La question qui fâche reste entière : cette “édition anniversaire” sera-t-elle gratuite pour les possesseurs du jeu ? Bethesda reste muet sur le sujet. Et quand une entreprise garde le silence à ce point sur la question du prix, c’est rarement bon signe. Les joueurs, eux, oscillent entre résignation et sarcasme : après tout, ils ont l’habitude. Ceux qui ont déjà acheté Fallout 4 trois fois se demandent si cette nouvelle version leur offrira, au moins, le droit de la racheter une quatrième.
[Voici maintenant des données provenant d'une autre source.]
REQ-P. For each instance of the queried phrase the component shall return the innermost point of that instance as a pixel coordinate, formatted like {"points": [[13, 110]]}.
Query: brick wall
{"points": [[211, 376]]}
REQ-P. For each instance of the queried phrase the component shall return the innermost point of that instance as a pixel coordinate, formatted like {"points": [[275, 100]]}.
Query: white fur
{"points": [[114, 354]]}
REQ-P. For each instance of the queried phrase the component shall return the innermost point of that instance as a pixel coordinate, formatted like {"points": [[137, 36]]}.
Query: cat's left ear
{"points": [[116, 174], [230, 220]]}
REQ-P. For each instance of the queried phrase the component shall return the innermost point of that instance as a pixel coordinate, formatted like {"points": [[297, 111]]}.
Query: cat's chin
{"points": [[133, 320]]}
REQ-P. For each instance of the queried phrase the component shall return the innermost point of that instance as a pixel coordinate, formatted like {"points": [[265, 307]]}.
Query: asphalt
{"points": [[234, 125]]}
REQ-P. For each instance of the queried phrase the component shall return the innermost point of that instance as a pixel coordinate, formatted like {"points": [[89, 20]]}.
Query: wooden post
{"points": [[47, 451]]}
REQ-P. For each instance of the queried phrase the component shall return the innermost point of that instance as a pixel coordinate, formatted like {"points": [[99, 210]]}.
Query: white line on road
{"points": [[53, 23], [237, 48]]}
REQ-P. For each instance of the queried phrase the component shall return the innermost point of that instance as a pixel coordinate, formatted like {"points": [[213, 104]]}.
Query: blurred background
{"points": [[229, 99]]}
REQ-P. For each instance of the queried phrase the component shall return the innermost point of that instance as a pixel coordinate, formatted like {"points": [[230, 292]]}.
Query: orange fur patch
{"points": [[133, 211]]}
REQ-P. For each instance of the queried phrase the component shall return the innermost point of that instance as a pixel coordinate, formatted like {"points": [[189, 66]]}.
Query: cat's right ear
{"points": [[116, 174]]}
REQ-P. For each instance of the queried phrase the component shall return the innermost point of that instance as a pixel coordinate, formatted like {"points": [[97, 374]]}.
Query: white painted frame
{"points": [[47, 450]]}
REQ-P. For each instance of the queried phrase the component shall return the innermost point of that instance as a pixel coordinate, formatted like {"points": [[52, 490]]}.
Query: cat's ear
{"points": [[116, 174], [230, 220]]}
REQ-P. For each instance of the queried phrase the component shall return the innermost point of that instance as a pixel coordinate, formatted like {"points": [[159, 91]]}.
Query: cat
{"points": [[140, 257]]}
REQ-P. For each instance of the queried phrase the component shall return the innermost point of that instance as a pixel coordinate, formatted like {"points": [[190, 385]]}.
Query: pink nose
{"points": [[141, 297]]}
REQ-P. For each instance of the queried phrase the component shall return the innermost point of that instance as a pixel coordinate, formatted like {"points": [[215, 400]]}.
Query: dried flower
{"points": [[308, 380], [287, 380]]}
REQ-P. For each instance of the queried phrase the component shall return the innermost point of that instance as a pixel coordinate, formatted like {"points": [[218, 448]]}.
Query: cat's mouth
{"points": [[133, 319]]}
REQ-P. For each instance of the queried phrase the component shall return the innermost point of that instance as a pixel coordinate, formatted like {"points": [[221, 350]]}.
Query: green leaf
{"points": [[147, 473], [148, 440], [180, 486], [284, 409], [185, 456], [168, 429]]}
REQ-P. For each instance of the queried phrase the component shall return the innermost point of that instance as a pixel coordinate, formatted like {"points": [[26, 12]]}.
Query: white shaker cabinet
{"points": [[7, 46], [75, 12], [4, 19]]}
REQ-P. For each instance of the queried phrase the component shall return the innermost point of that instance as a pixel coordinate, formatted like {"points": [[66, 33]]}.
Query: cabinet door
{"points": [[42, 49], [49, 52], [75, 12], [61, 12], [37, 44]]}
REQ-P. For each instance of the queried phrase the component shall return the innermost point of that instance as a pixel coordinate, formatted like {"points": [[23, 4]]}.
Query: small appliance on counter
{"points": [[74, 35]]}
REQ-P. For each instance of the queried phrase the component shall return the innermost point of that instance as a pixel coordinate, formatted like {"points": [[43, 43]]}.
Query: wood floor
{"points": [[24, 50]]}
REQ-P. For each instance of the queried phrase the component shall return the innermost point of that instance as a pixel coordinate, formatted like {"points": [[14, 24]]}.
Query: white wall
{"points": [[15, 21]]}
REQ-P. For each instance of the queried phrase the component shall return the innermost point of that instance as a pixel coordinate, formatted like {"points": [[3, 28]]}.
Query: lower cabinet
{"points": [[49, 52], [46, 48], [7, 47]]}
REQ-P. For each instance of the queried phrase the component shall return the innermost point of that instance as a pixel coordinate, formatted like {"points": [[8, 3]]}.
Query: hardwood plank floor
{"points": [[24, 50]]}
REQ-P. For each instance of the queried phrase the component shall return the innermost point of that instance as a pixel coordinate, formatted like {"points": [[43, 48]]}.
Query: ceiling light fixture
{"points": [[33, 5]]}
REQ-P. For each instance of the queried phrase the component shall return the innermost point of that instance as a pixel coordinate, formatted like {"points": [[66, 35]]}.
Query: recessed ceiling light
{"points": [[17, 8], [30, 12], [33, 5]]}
Bethesda maîtrise à la perfection cet art du recyclage souriant : celui qui consiste à remercier la communauté tout en lui facturant sa fidélité. Derrière le vernis des célébrations, on retrouve le même moteur, la même interface, la même poudre aux yeux — et trop souvent, les mêmes bugs. Dix ans après, Fallout 4 revient donc sur le devant de la scène. Pas grâce à une innovation technique ou artistique, mais grâce à une stratégie simple : ne jamais rien laisser mourir, tant qu’il reste quelques fans prêts à repasser à la caisse.

Finalement, ce Fallout Day 2025 aura au moins une vertu : celle de rappeler que chez Bethesda, la fin du monde est peut-être pour demain, mais la fin des rééditions… jamais.

 

 

Avec un sourire amer, on peut rappeler que ce Fallout Day était largement attendu par les fans, tant pour l’annonce d’un Fallout 5 que du remake de Fallout 3, deux projets sur lesquels les spéculations – et espoirs – vont bon train.

Mais comme nous l’avons vu de nombreuses fois avec Skyrim, Todd Howard et ses cadres préfèrent revivre et ressortir le passé pour en presser le moindre profit, quitte à salir l’héritage d’une licence de RPG autrefois si iconique.